La question est la suivante : Souhaiterez-vous retourner travailler à la fin de votre congé maternité ? Assez souvent, une femme qui a prévu de retourner au bureau au bout de six mois, se retrouve à redouter ce jour plus il approche. Elle tourne en rond, en se posant mille questions : Pourra-t-elle continuer à allaiter ? Qui s’occupera du bébé ? Est-elle prête à confier son bébé à des étrangers ?... Avoir un bébé est un événement colossal, et la plupart des femmes ont besoin de se couper du monde. Les tâches qui étaient simples : payer les factures, promener le chien, et même s’habiller avant la fin de la matinée, peuvent devenir des défis insurmontables. Vous souhaitez que le monde disparaisse et ne réapparaisse que lorsque vous serez prête à le rejoindre.

Dans cet état de mouvance, il est utile de maintenir des liens avec vos contacts professionnels. Il se peut que vous finissiez par avoir une activité entièrement différente, mais vous aurez besoin de puiser dans les ressources de votre passé. Il se peut également que votre contrat de travail vous oblige à reprendre vos activités professionnelles, tout au moins à court terme.

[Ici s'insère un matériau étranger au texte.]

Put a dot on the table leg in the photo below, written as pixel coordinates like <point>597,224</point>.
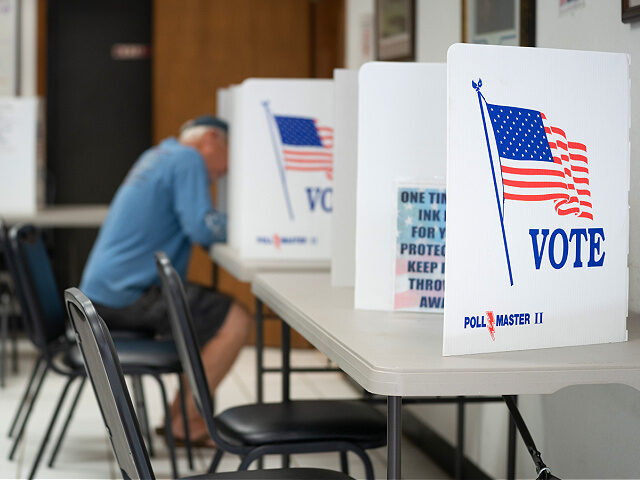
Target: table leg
<point>394,437</point>
<point>259,349</point>
<point>460,440</point>
<point>511,455</point>
<point>286,374</point>
<point>259,359</point>
<point>286,362</point>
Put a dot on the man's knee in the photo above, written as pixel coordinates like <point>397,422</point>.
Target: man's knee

Ce n’est pas la fin du monde. La vie avec votre ou vos enfants comporte de nouvelles étapes qui évoluent constamment. Il est important que vous ayez une identité, indépendamment de vos enfants. Cette identité peut provenir de votre emploi, de vos activités en tant que travailleuse indépendante, ou d’un travail bénévole.

Des mères ont été interrogées pour savoir si elles avaient bénéficié d’un soutien à leur retour au travail.

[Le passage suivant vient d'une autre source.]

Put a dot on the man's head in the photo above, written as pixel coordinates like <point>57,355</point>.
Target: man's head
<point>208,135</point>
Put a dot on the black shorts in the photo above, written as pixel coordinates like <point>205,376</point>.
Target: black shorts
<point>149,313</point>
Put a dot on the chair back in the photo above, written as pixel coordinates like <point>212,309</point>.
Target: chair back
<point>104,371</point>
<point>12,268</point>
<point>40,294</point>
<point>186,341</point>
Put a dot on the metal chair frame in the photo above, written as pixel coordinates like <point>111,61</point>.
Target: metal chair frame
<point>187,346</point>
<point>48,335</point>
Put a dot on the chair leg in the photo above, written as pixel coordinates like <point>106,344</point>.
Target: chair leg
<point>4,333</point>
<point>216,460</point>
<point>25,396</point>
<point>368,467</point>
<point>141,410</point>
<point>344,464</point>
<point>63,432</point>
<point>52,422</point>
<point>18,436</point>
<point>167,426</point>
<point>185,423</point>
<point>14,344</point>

Oui, bien que ce soit difficile avec une équipe jeune, en majorité sans enfants. Je ne suis plus disponible à tout moment. Mon entreprise est favorable au travail tard le soir, que je peux uniquement effectuer si je suis prévenue à l’avance.

Avec Internet et le courrier électronique auxquels nous avons en permanence accès sur nos divers gadgets, il est pratiquement toujours possible de travailler à distance, ce qui a du bon et du mauvais. Une mère peut être sollicitée à être constamment disponible.

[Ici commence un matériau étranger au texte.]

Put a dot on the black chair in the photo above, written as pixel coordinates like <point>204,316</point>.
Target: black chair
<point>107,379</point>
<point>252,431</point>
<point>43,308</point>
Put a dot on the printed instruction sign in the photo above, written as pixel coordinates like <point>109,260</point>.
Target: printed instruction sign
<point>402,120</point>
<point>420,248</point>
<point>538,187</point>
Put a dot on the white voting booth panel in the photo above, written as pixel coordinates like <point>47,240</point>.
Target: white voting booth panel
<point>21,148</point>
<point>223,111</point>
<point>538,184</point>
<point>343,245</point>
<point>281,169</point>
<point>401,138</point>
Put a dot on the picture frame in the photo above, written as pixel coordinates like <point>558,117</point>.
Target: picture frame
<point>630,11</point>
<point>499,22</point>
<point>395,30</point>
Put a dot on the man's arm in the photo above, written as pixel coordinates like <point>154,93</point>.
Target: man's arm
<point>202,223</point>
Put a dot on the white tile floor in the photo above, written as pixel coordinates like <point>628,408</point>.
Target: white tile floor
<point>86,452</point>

Je dois faire beaucoup de travail non rémunéré, p. ex., accéder à mes courriels le soir. Bien que je travaille désormais trois jours par semaine, personne d’autre ne couvre mes deux jours d’absence ; alors, je dois faire de mon mieux pour ne pas être débordée par mon énorme charge de travail.

Cela peut signifier qu'elle n'a plus aucun répit ; par conséquent, le mieux est de discuter des attentes et définir des limites avec votre employeur.

Il peut également être difficile de se concentrer à 100 % sur son travail. Le travail devient insignifiant lorsque vous vous demandez si la toux de votre enfant s’est aggravée. Les deux parents devraient partager cette préoccupation, ce qui est parfois le cas, mais c’est le plus souvent la mère qui la gère. C’est pourquoi de nombreuses femmes sont ignorées pour les promotions, avant même d’avoir des enfants, en se basant sur l’hypothèse que leur engagement sera limité. Réfléchissez aux compétences que la mère acquiert : négociation, patience, écoute, perception, multitâches ; ces compétences devraient en fait être appréciées dans tout environnement de travail. On remarque des avancées dans ce domaine, avec la création de groupes tels que Mothers of Innovation, forum qui a évolué pour rassembler désormais les mères actives du monde entier. Ces femmes ont créé des initiatives sociales et des entreprises et produits novateurs, et elles se rendent compte que les qualités qu’elles ont acquises en devenant mères leur ont énormément servi.

Retourner travailler ou être une mère à plein temps sont deux choix parfaitement valides ; malheureusement, les femmes se heurtent à un barrage d’opinions sur tous les fronts : de la part des membres de leur famille, de leurs amis et des médias, sans parler de leurs propres réflexions et souhaits quant à savoir quoi faire. Rachida Dati, ministre française, a déclenché un énorme débat en 2009, lorsqu’elle est retournée travailler cinq jours après avoir donné naissance : certains ont applaudi sa décision, d’autres ont estimé qu’elle n’avait probablement pas le choix compte tenu de son poste, et certains l’ont tournée en dérision en la qualifiant de mère négligente. À noter que quelques-unes des critiques les plus sévères provenaient d’autres mères. Il est regrettable que, en matière de maternité, les choix des femmes se dressent les uns contre les autres, attisés par les médias. Si vous êtes tourmentée quant à savoir quoi faire, la réponse, qui est d’ailleurs valable dans un grand nombre de situations impliquant des enfants, est de vous détendre et d’attendre. Ce que vous ressentez juste après la naissance changera au fil des mois, voire des années. Les toutes premières semaines peuvent vous sembler interminables, mais elles ne représentent qu’une toute petite partie de votre vie.